The Singer, relieved of its encumbrance, purred sweetly through the dusk to Uxbridge, obviously none the worse for its over-loading. We found the garage where we had left the “Ulster” besieged by long queues of cars hoping to fill their tanks, and after wasting a great deal of time in this way, and being allowed but one gallon, we learned that rationing had been postponed for another week!
Then we towed the “Ulster” home, promising each successive W.R. that we were only going as far as the next garage, really, officer. And the now deeply respected promenade motor-car was safely returned to its sorrowing owner.

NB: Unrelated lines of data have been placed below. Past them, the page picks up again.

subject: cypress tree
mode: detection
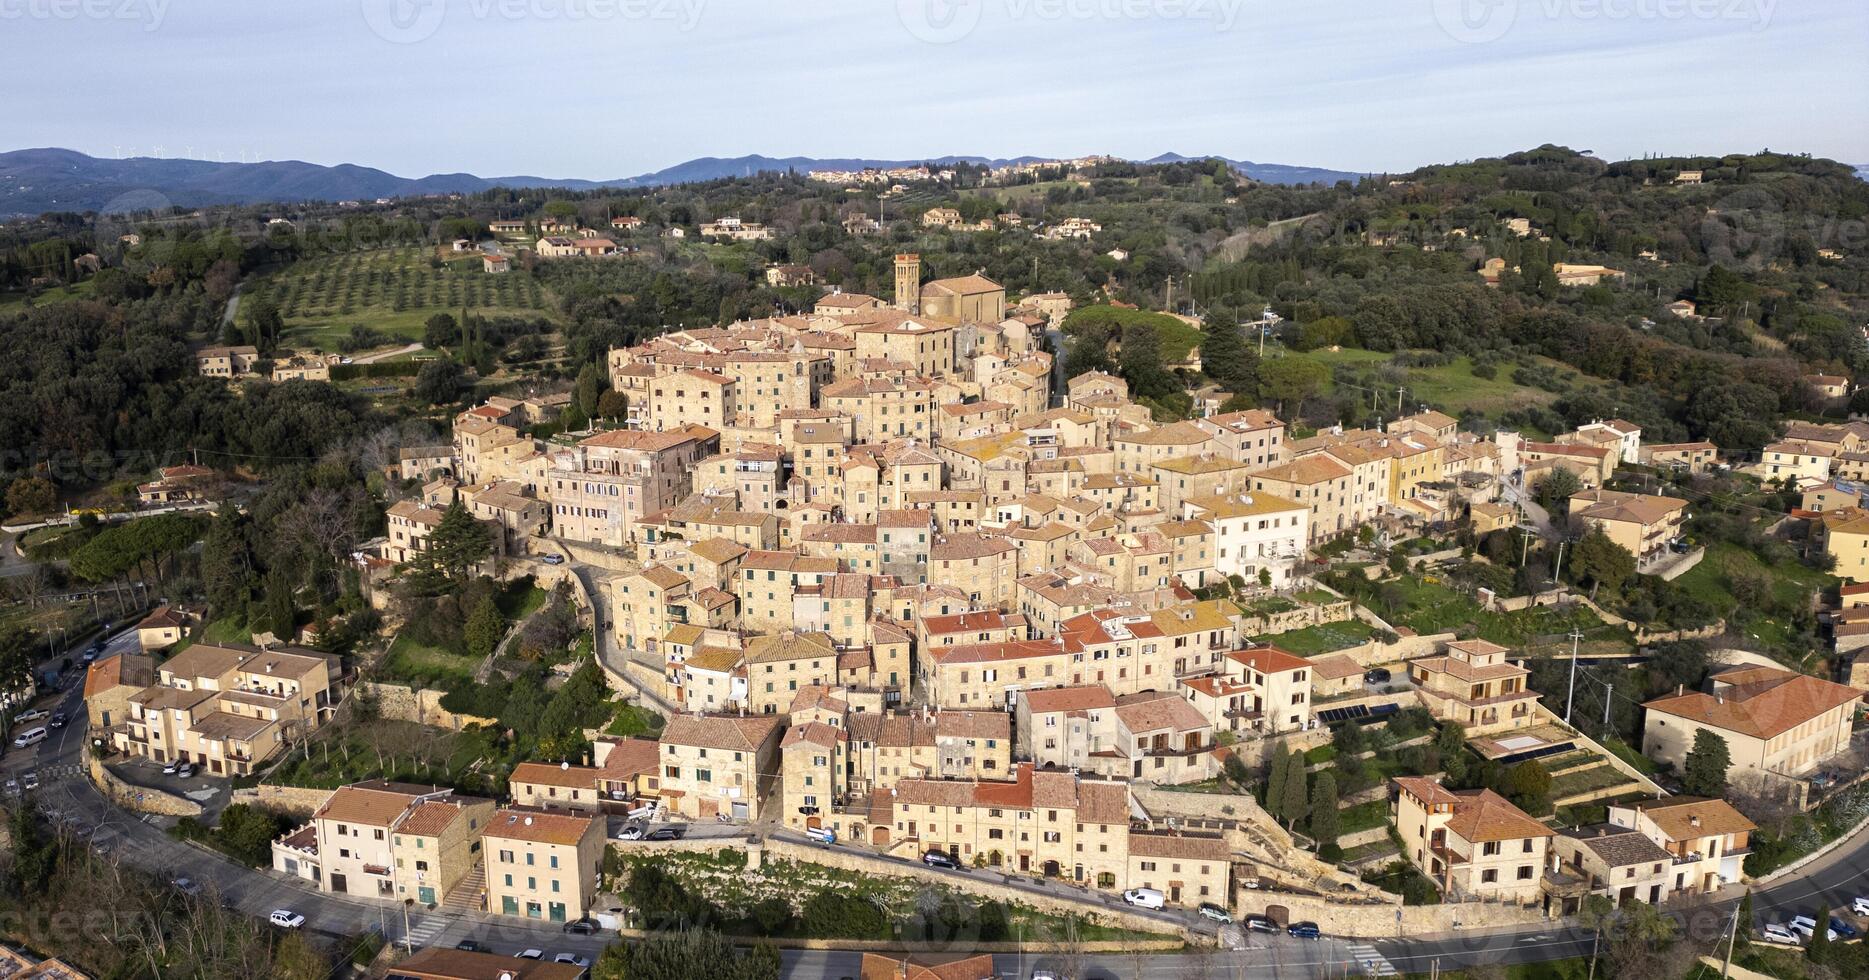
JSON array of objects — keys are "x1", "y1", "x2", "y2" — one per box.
[{"x1": 1281, "y1": 747, "x2": 1308, "y2": 831}]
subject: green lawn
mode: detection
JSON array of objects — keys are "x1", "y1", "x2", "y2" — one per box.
[
  {"x1": 1296, "y1": 588, "x2": 1340, "y2": 606},
  {"x1": 1338, "y1": 799, "x2": 1390, "y2": 834},
  {"x1": 1549, "y1": 764, "x2": 1637, "y2": 800},
  {"x1": 1257, "y1": 619, "x2": 1377, "y2": 655},
  {"x1": 243, "y1": 247, "x2": 554, "y2": 353},
  {"x1": 496, "y1": 580, "x2": 549, "y2": 620},
  {"x1": 1281, "y1": 349, "x2": 1578, "y2": 428},
  {"x1": 0, "y1": 280, "x2": 95, "y2": 310},
  {"x1": 381, "y1": 632, "x2": 480, "y2": 686},
  {"x1": 1600, "y1": 736, "x2": 1659, "y2": 776},
  {"x1": 1364, "y1": 575, "x2": 1611, "y2": 646},
  {"x1": 1673, "y1": 541, "x2": 1836, "y2": 655}
]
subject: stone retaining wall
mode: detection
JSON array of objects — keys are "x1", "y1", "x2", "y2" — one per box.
[
  {"x1": 1239, "y1": 890, "x2": 1544, "y2": 937},
  {"x1": 232, "y1": 784, "x2": 334, "y2": 819},
  {"x1": 1236, "y1": 600, "x2": 1355, "y2": 638},
  {"x1": 357, "y1": 681, "x2": 498, "y2": 731},
  {"x1": 758, "y1": 837, "x2": 1193, "y2": 939},
  {"x1": 90, "y1": 758, "x2": 202, "y2": 817}
]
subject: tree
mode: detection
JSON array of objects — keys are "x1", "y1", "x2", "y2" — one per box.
[
  {"x1": 423, "y1": 312, "x2": 459, "y2": 349},
  {"x1": 1683, "y1": 729, "x2": 1732, "y2": 797},
  {"x1": 464, "y1": 595, "x2": 506, "y2": 660},
  {"x1": 575, "y1": 362, "x2": 606, "y2": 419},
  {"x1": 1501, "y1": 759, "x2": 1553, "y2": 815},
  {"x1": 1533, "y1": 468, "x2": 1582, "y2": 508},
  {"x1": 414, "y1": 357, "x2": 469, "y2": 405},
  {"x1": 1265, "y1": 742, "x2": 1290, "y2": 818},
  {"x1": 4, "y1": 476, "x2": 55, "y2": 517},
  {"x1": 244, "y1": 294, "x2": 284, "y2": 353},
  {"x1": 1200, "y1": 317, "x2": 1257, "y2": 394},
  {"x1": 1807, "y1": 905, "x2": 1831, "y2": 964},
  {"x1": 1280, "y1": 745, "x2": 1308, "y2": 830},
  {"x1": 1258, "y1": 357, "x2": 1328, "y2": 416},
  {"x1": 1118, "y1": 321, "x2": 1177, "y2": 401},
  {"x1": 1309, "y1": 771, "x2": 1340, "y2": 853},
  {"x1": 1569, "y1": 527, "x2": 1636, "y2": 596},
  {"x1": 262, "y1": 566, "x2": 296, "y2": 639},
  {"x1": 592, "y1": 942, "x2": 628, "y2": 980},
  {"x1": 597, "y1": 389, "x2": 630, "y2": 421},
  {"x1": 417, "y1": 501, "x2": 492, "y2": 585}
]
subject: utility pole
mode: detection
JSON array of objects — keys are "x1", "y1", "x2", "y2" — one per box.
[
  {"x1": 1553, "y1": 538, "x2": 1569, "y2": 583},
  {"x1": 1603, "y1": 681, "x2": 1613, "y2": 728},
  {"x1": 1565, "y1": 628, "x2": 1584, "y2": 723},
  {"x1": 1518, "y1": 526, "x2": 1535, "y2": 568},
  {"x1": 1164, "y1": 276, "x2": 1174, "y2": 311},
  {"x1": 1721, "y1": 900, "x2": 1741, "y2": 978},
  {"x1": 1396, "y1": 387, "x2": 1406, "y2": 416}
]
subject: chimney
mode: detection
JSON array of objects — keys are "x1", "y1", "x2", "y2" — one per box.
[{"x1": 1690, "y1": 815, "x2": 1701, "y2": 828}]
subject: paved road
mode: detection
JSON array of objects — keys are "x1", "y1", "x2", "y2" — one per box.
[
  {"x1": 354, "y1": 342, "x2": 424, "y2": 364},
  {"x1": 17, "y1": 632, "x2": 1869, "y2": 977}
]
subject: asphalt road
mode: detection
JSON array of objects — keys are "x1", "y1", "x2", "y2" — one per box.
[{"x1": 12, "y1": 628, "x2": 1869, "y2": 977}]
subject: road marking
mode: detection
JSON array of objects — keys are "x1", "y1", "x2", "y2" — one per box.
[{"x1": 1344, "y1": 942, "x2": 1398, "y2": 976}]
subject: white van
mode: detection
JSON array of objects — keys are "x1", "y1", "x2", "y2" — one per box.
[
  {"x1": 1122, "y1": 888, "x2": 1166, "y2": 910},
  {"x1": 806, "y1": 826, "x2": 837, "y2": 845},
  {"x1": 11, "y1": 727, "x2": 47, "y2": 748}
]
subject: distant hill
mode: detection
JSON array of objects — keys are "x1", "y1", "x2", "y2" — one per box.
[
  {"x1": 0, "y1": 148, "x2": 1360, "y2": 217},
  {"x1": 1144, "y1": 152, "x2": 1364, "y2": 186}
]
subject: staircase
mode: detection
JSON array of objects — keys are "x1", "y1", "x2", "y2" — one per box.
[{"x1": 442, "y1": 861, "x2": 487, "y2": 914}]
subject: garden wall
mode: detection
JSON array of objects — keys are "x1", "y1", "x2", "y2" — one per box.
[
  {"x1": 231, "y1": 784, "x2": 334, "y2": 819},
  {"x1": 1236, "y1": 600, "x2": 1354, "y2": 637},
  {"x1": 357, "y1": 681, "x2": 498, "y2": 731}
]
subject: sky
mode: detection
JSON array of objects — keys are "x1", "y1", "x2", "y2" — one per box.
[{"x1": 6, "y1": 0, "x2": 1867, "y2": 178}]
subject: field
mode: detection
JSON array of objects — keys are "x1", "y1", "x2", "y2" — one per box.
[
  {"x1": 244, "y1": 247, "x2": 554, "y2": 352},
  {"x1": 1256, "y1": 619, "x2": 1376, "y2": 655},
  {"x1": 0, "y1": 279, "x2": 94, "y2": 310},
  {"x1": 261, "y1": 718, "x2": 494, "y2": 790},
  {"x1": 1279, "y1": 348, "x2": 1573, "y2": 424},
  {"x1": 1673, "y1": 541, "x2": 1836, "y2": 655}
]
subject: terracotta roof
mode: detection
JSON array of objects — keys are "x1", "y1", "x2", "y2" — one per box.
[
  {"x1": 1441, "y1": 788, "x2": 1553, "y2": 843},
  {"x1": 596, "y1": 737, "x2": 662, "y2": 780},
  {"x1": 390, "y1": 947, "x2": 585, "y2": 980},
  {"x1": 1128, "y1": 832, "x2": 1229, "y2": 860},
  {"x1": 316, "y1": 784, "x2": 430, "y2": 827},
  {"x1": 511, "y1": 761, "x2": 600, "y2": 790},
  {"x1": 1113, "y1": 691, "x2": 1209, "y2": 734},
  {"x1": 1622, "y1": 797, "x2": 1756, "y2": 841},
  {"x1": 781, "y1": 721, "x2": 847, "y2": 749},
  {"x1": 661, "y1": 713, "x2": 783, "y2": 751},
  {"x1": 1021, "y1": 684, "x2": 1115, "y2": 714},
  {"x1": 397, "y1": 798, "x2": 489, "y2": 837},
  {"x1": 84, "y1": 652, "x2": 153, "y2": 697},
  {"x1": 1229, "y1": 645, "x2": 1313, "y2": 675},
  {"x1": 483, "y1": 808, "x2": 597, "y2": 847},
  {"x1": 1310, "y1": 654, "x2": 1364, "y2": 680},
  {"x1": 1642, "y1": 666, "x2": 1862, "y2": 739},
  {"x1": 1560, "y1": 824, "x2": 1672, "y2": 868}
]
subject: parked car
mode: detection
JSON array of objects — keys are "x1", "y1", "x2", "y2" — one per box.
[
  {"x1": 1243, "y1": 914, "x2": 1279, "y2": 933},
  {"x1": 21, "y1": 771, "x2": 39, "y2": 791},
  {"x1": 1758, "y1": 924, "x2": 1800, "y2": 946},
  {"x1": 171, "y1": 877, "x2": 201, "y2": 896},
  {"x1": 268, "y1": 910, "x2": 305, "y2": 929},
  {"x1": 1830, "y1": 916, "x2": 1858, "y2": 940},
  {"x1": 563, "y1": 919, "x2": 597, "y2": 935},
  {"x1": 175, "y1": 762, "x2": 195, "y2": 778},
  {"x1": 1789, "y1": 916, "x2": 1835, "y2": 942},
  {"x1": 615, "y1": 824, "x2": 646, "y2": 841},
  {"x1": 1287, "y1": 921, "x2": 1322, "y2": 940},
  {"x1": 514, "y1": 949, "x2": 544, "y2": 960},
  {"x1": 1853, "y1": 896, "x2": 1869, "y2": 918},
  {"x1": 14, "y1": 709, "x2": 48, "y2": 724},
  {"x1": 539, "y1": 553, "x2": 565, "y2": 565},
  {"x1": 1197, "y1": 902, "x2": 1232, "y2": 923},
  {"x1": 3, "y1": 779, "x2": 17, "y2": 795},
  {"x1": 645, "y1": 826, "x2": 685, "y2": 841},
  {"x1": 12, "y1": 727, "x2": 47, "y2": 748},
  {"x1": 161, "y1": 761, "x2": 180, "y2": 775},
  {"x1": 1364, "y1": 668, "x2": 1392, "y2": 685},
  {"x1": 455, "y1": 940, "x2": 484, "y2": 952},
  {"x1": 1122, "y1": 888, "x2": 1165, "y2": 910},
  {"x1": 554, "y1": 953, "x2": 592, "y2": 968},
  {"x1": 921, "y1": 850, "x2": 959, "y2": 870}
]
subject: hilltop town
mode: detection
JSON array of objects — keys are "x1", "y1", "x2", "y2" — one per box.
[{"x1": 4, "y1": 145, "x2": 1869, "y2": 980}]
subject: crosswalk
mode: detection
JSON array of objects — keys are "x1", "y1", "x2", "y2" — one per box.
[
  {"x1": 400, "y1": 913, "x2": 449, "y2": 950},
  {"x1": 1345, "y1": 942, "x2": 1399, "y2": 977}
]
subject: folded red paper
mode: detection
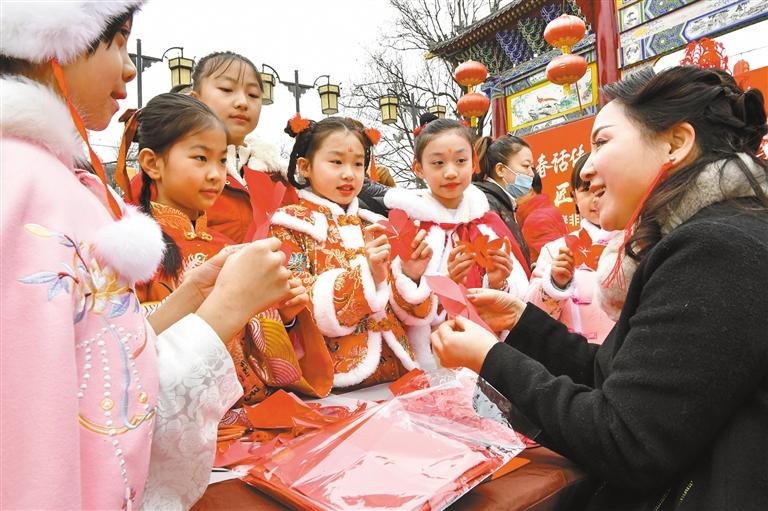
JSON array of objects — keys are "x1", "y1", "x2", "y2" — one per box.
[
  {"x1": 379, "y1": 208, "x2": 419, "y2": 261},
  {"x1": 425, "y1": 275, "x2": 494, "y2": 333}
]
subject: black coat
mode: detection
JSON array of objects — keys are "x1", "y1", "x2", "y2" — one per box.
[
  {"x1": 474, "y1": 180, "x2": 531, "y2": 267},
  {"x1": 480, "y1": 199, "x2": 768, "y2": 510},
  {"x1": 358, "y1": 177, "x2": 390, "y2": 217}
]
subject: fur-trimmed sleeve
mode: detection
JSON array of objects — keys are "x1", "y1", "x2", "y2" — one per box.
[
  {"x1": 525, "y1": 239, "x2": 571, "y2": 319},
  {"x1": 269, "y1": 223, "x2": 380, "y2": 337},
  {"x1": 388, "y1": 257, "x2": 437, "y2": 325}
]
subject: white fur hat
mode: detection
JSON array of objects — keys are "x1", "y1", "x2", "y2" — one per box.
[{"x1": 0, "y1": 1, "x2": 144, "y2": 64}]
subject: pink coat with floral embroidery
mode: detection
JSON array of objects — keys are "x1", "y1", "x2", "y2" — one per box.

Permission to retrieve the Lagonda next day by means of the Singer being withheld, we had to find some suitable vehicle for the job, and this time Stuart Wilton came to the rescue with his 3-litre Bentley. He is one of the people by whom it is quite an experience to be towed, particularly in an unfamiliar car, as he assumes the towee to be his equal in driving skill. I am afraid that as a result of this ordeal the Lagonda brake linings reached unprecedented temperatures and lost most of their coefficient of friction, and I once rammed the Bentley heartily in the rear, luckily without damage. Thus was Frank’s masterpiece delivered back to him, four cars having been used, two of which finished in a state of advanced deterioration. Since then he has seen the Light, taken the Lagonda to pieces and bought an “Ulster” Austin Seven.